Are these good recommendations?

  • Some of these books don’t have many ratings but it might be a good idea to recommend “fresh” things.

  • Freshness: people tend to get more excited about new/surprising things.

Trust

  • But again you need a balance here. What would happen if you keep surprising users all the time?

  • There might be trust issues.

  • Another aspect of trust is explaining your recommendation, i.e., telling the user why you made a recommendation. This gives the user an opportunity to understand why your recommendations could be interesting to them.

  • Injecting GPT-4’s reasoning into recommendation systems

Persistence:

  • How long should recommendations last?

  • If the user does not click on a recommendation for a while, should it remain a recommendation?

Social recommendation:

  • What did your friends watch?

  • Many recommenders are now connected to social networks.

  • “Login using you Facebook account”.

  • Often, people like similar movies to their friends.

  • If we get a new user, then recommendations are based on friend’s preferences.





Final comments and summary

Formulating the problem of recommender systems

  • We are given ratings data.

  • We use this data to create utility matrix which encodes interactions between users and items.

  • The utility matrix has many missing entries.

  • We defined recommendation systems problem as matrix completion problem.

What did we cover?

  • There is a big world of recommendation systems out there. We talked about a basic traditional approache to recommender systems.

    • content-based filtering

  • Another common approach we did not cover is collaborative filtering.

If you want to know more advanced approaches to recommender systems, watch this 4-hour summer school tutorial by Xavier Amatriain, Research/Engineering Director @ Netflix.

Evaluation

  • We split the data similar to supervised systems.

  • We evaluate recommendation systems using traditional regression metrics such as MSE or RMSE.

  • But real evaluation of recommender system can be very tricky because there is no ground truth.

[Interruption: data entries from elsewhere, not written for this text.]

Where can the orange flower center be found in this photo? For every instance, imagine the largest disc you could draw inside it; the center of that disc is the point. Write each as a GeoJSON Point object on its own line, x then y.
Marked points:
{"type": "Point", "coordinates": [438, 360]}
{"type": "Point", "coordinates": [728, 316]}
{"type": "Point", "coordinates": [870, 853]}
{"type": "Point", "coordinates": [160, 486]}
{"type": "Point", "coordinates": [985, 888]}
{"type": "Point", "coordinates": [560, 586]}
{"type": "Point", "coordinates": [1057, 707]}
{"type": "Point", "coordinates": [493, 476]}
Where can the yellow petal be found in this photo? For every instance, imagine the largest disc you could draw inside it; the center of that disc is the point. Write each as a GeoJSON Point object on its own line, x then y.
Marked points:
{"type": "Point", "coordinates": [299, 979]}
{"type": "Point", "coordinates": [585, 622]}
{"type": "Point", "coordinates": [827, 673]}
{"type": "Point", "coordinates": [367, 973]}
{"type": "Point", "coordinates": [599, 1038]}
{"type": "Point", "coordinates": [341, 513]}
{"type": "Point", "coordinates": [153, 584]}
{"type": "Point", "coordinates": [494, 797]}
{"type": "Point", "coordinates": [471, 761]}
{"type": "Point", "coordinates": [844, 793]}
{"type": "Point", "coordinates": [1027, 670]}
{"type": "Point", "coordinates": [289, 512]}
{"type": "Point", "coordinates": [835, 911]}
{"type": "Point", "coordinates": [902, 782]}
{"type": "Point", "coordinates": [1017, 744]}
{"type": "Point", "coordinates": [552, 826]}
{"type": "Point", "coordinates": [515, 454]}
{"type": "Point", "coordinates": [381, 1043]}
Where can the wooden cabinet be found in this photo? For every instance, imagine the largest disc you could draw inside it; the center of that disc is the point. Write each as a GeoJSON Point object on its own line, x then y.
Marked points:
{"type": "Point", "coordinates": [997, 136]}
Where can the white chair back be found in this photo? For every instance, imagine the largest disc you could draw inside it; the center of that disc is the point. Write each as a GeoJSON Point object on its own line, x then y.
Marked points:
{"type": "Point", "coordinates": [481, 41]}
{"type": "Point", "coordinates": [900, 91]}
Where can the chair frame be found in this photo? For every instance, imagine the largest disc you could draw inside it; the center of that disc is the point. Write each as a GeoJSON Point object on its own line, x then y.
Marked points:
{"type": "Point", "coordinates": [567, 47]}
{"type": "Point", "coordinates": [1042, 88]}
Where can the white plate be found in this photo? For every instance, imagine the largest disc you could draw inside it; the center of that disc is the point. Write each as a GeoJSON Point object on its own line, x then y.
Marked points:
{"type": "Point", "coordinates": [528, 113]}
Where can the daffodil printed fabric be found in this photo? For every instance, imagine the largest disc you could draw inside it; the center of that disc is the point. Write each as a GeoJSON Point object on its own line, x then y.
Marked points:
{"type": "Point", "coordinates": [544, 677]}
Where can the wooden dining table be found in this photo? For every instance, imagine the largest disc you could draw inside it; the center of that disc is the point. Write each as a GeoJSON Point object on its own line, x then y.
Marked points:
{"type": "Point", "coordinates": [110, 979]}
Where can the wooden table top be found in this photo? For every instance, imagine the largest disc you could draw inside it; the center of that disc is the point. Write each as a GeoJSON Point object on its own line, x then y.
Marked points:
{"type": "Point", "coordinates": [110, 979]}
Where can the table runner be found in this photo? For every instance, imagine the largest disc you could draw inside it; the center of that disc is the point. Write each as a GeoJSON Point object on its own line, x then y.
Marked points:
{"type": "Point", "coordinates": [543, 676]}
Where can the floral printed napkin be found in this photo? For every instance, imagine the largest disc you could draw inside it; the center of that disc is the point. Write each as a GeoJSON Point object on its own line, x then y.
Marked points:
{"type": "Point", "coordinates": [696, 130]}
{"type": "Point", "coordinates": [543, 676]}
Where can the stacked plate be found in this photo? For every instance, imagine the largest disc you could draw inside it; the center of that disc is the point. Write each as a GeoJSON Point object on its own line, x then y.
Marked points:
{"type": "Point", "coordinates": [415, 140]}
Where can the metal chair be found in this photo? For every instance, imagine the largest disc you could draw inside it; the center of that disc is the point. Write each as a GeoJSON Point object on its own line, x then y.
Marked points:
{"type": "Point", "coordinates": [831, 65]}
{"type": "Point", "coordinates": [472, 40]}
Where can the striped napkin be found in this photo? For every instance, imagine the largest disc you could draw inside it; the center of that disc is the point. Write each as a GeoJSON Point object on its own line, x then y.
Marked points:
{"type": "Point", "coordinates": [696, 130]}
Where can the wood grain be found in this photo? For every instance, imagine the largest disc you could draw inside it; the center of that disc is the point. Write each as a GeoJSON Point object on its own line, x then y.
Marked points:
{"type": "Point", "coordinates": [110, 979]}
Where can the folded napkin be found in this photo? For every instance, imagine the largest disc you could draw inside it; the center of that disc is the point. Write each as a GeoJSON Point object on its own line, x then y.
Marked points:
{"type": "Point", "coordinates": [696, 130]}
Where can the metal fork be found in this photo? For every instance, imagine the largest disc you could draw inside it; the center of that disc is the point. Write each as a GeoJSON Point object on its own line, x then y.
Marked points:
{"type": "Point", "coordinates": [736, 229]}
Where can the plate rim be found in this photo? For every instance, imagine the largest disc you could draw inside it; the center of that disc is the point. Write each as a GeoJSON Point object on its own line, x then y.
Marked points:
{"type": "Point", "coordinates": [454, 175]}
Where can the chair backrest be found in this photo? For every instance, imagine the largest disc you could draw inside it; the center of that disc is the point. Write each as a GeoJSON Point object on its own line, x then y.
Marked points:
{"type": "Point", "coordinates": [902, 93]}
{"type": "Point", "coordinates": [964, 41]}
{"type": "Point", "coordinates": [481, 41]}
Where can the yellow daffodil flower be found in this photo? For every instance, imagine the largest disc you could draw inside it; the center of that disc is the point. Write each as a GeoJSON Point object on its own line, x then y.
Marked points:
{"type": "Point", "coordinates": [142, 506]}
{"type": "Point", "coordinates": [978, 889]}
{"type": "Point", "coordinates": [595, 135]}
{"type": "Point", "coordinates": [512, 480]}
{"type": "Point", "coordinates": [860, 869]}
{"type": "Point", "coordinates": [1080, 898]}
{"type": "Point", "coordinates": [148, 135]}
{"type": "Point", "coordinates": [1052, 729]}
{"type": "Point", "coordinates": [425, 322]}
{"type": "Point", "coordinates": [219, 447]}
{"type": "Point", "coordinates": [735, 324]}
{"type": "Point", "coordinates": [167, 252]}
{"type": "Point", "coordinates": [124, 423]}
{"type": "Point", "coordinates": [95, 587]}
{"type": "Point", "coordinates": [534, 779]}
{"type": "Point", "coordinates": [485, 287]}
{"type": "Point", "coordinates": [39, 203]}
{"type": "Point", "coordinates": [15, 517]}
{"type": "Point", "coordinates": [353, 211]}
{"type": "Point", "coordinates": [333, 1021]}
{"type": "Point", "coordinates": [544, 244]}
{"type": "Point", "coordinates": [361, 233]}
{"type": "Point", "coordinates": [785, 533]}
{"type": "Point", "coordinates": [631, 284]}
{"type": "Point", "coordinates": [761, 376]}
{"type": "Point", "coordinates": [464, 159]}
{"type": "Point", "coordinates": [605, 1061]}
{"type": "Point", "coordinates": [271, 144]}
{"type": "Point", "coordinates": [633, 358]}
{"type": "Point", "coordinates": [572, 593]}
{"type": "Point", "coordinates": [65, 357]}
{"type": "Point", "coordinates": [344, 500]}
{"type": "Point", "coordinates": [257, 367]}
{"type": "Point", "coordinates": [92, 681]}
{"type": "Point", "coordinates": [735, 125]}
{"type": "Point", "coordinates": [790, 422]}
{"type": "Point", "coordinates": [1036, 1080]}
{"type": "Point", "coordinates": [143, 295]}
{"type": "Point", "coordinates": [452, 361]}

  • We have been using RMSE due to the lack of a better measure.

  • What we actually want to measure is the interest that our user has in the recommended items.

Reminder

  • Recommendation systems can have terrible consequences, especially in the context of politics and extremism.

  • They can cause the phenomenon called “filter bubbles”.

  • Ask hard and uncomfortable questions to yourself (and to your employer if possible) before implementing and deploying a recommendation system.